Back then, if you got lost, you couldn’t just zoom in with two fingers and let GPS save your ass. Nope! You unfolded a chart the size of a bed sheet and tried not to accidentally reroute yourself into the next county.
Infact, we were always told, “Just look for the town’s water tower and read the name on it.” Of course, the very first time I got lost, I somehow managed to find the only town in America without a name on its water tower! 🙄
Plus, back then, a flight bag was… well… an actual bag. You know, with all the essentials… charts, approach plates, checklists, flashlights, pens that never worked, and at least one mystery cough drop fossilized in the bottom.
Now we call it an Electronic Flight Bag (EFB). Which, to the rest of the world, is just an iPad. But in aviation, we can’t simply say, “Grab the iPad.” Nooo… that sounds far too normal. We have to make it sound all fancy like we’re launching the space shuttle… or something.

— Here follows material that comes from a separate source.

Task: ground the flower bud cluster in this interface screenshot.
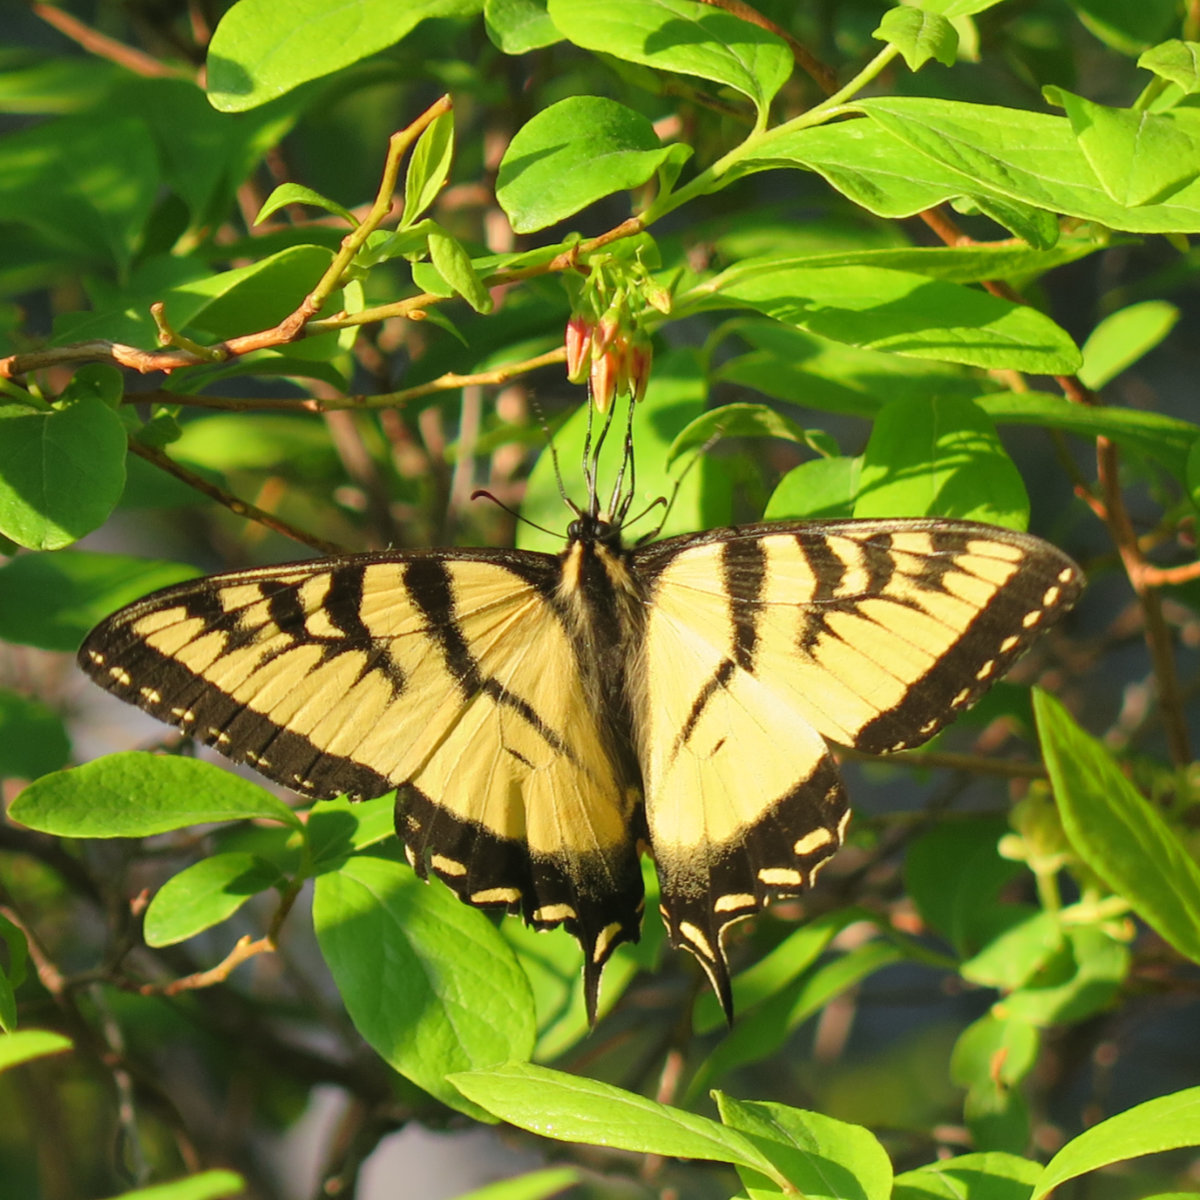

Heck, the internet wasn’t even a thing when I started in aviation. I mean, there was no Wi-Fi in the office or cockpit, no weather apps, and definitely no, “let me just Google that.” Weather briefings came from actual people, and weather charts came from printers that sounded like a machine gun having a nervous breakdown.
I mean, I remember back when I worked in Flight Dispatch, I called an airport in South Texas to get their fax number. The old gentleman answered in a slow Southern drawl and said, “Son, we don’t even have that thing called an internet, let alone a fax machine.” 😂
Now everything is digital. The GPS draws the route, the EFB updates the charts automatically, and half the cockpit looks like a set straight out of Star Wars. At this point, even the spaceships in those movies are starting to look a little outdated compared to today’s cockpits.
Of course, with all the fancy gadgets now, one thing has definitely changed in aviation: when something doesn’t work, instead of a mechanic showing up with a wrench, now they tell you to reboot it. Somewhere along the way, “grab the toolbox” turned into “have you tried turning it off and back on again?”
Soo… yeah, things have change a bit. Lol!